12 Apr 2021 | 16:37 UTC — Pittsburgh

US finished steel prices expected to remain high through September: poll

Highlights

More than half of respondents see steel remaining at record highs, rising further

30% expect to see prices fall more than 10% in next six months

Pittsburgh — More than half of steel market participants surveyed expect US finished steel prices to remain at their current highs or rise further in the coming six months, industry respondents said in an S&P Global Platts poll.

Out of 91 poll respondents, a total 44% said they expect to see domestic finished steel prices increase in the coming six months, with those expecting prices to rise by more than 10% and those expecting the increase to be less than 10% at 22% each.

Additionally, 12% of survey respondents said they expect finished steel pricing to remain unchanged through September.

However not everyone viewed the current record pricing to be as sustainable, with 30% of survey respondents saying they expected to see finished steel prices fall by more than 10% in the coming six months, while a further 14% saw steel prices falling less than 10% in the near term.
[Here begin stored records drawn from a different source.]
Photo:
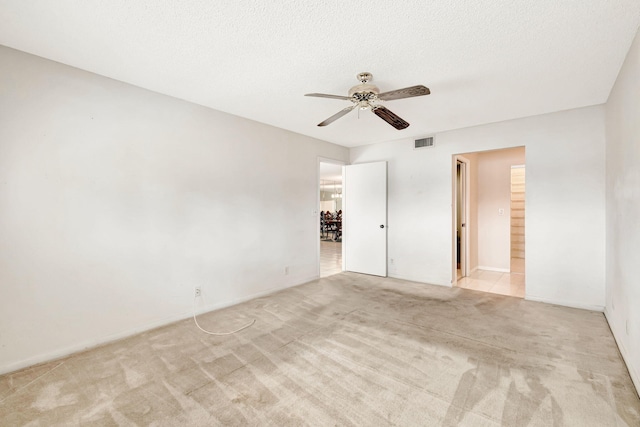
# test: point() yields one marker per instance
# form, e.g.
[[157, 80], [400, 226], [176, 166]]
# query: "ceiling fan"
[[368, 96]]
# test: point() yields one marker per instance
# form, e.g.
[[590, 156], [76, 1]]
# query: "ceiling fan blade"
[[337, 115], [407, 92], [390, 117], [324, 95]]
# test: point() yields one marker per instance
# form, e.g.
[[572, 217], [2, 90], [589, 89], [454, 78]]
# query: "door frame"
[[316, 212], [464, 235]]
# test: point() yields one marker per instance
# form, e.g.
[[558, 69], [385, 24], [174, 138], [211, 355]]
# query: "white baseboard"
[[571, 304], [635, 378], [89, 344], [501, 270]]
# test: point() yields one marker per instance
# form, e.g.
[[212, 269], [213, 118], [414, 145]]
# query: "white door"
[[365, 218]]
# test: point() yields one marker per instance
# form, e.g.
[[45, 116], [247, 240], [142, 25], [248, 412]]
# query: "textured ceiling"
[[484, 61]]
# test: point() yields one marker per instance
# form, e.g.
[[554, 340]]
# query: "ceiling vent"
[[424, 142]]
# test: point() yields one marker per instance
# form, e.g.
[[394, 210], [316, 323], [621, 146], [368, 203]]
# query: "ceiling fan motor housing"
[[364, 92]]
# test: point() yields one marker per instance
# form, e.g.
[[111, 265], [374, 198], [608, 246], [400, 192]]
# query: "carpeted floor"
[[345, 350]]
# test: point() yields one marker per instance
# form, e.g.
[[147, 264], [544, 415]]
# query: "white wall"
[[494, 193], [623, 210], [565, 221], [115, 202]]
The poll was conducted March 30 among participants of S&P Global Platts Steel Markets North America (SMNA) virtual conference.

The daily Platts TSI US hot-rolled coil index increased by $6 to $1,351.75/st April 9, setting a fresh all-time high. US HRC prices have surged by nearly 210% since August 2020, shattering previous records set in 2018. The run up in pricing has been spurred by sparse service center inventories, tight mill order books and a lack of imports since the fourth quarter of 2020.

US sheet service centers continued to cite robust demand levels from customers late into last week despite record high HRC pricing. With steady inquiry rates from end-users, steel service center sources said they expect HRC availability to be tight for another two months at least, with a mill source citing June spot negotiations beginning with prices at a minimum of $1,350 amid the strong demand.

US prices for long steel products have also seen a sharp uptick since August. On April 9, Platts' weekly Southeast US rebar assessment was set at a midpoint of $812.50/st, while Platts' weekly Midwest US rebar assessment was set at a midpoint of $827.50/mt. The midpoints of the assessments are up $247.50/st and $255/st, respectively, from August 2020.

Despite shredded scrap prices moving $20/lt lower during the April scrap buy and domestic rebar prices at a 12-year high, market sources nonetheless anticipated either flat or higher prices through the month as supply remained tight in the week ended April 9.

More supply seen easing HRC prices

More HRC supply is set to come online in the next 12 months and the arrival of more steel imports in the summer months should ease the upward pressure on pricing, industry analysts said during a panel discussion at the March SMNA conference.

"We think as the year plays out as more of the steel on order is delivered, some of the imports arrive, and some of the new capacity is being felt more fully, things will weaken as the year progresses," said Phil Gibbs, director and senior equity analyst, metals and mining, for KeyBanc Capital Markets.

Andreas Bokkenheuser, executive director of UBS, pointed to supply as the largest driver of US HRC pricing currently.

"What makes this a high-priced steel market is not because demand is reaching new highs; it is supply driven and it's taking longer for supply to return to the market," he said, adding this issue is not limited to the US although the country is seeing a bigger impact.

Timna Tanners, managing director for BofA Securities, said US steelmakers did not do as well as global peers when it came to restarting capacity following coronavirus-related production disruptions in 2020.

"The rest of the world has gotten back to pre-COVID levels and beyond in most cases and the US is the biggest laggard in every market we look at," Tanners said.

This dynamic is changing as more capacity has been restarted, bringing some relief to supply.

More than 3 million st of new capacity is entering the North American market over the next 12 months, and that is sufficient to put the market back in a surplus, Bokkenheuser said, although the question remained when that will all play out.

In a survey of 16 steel market participants, respondents said the largest opportunities for the steel market this year are more modernized steel capacity and fiscal policy.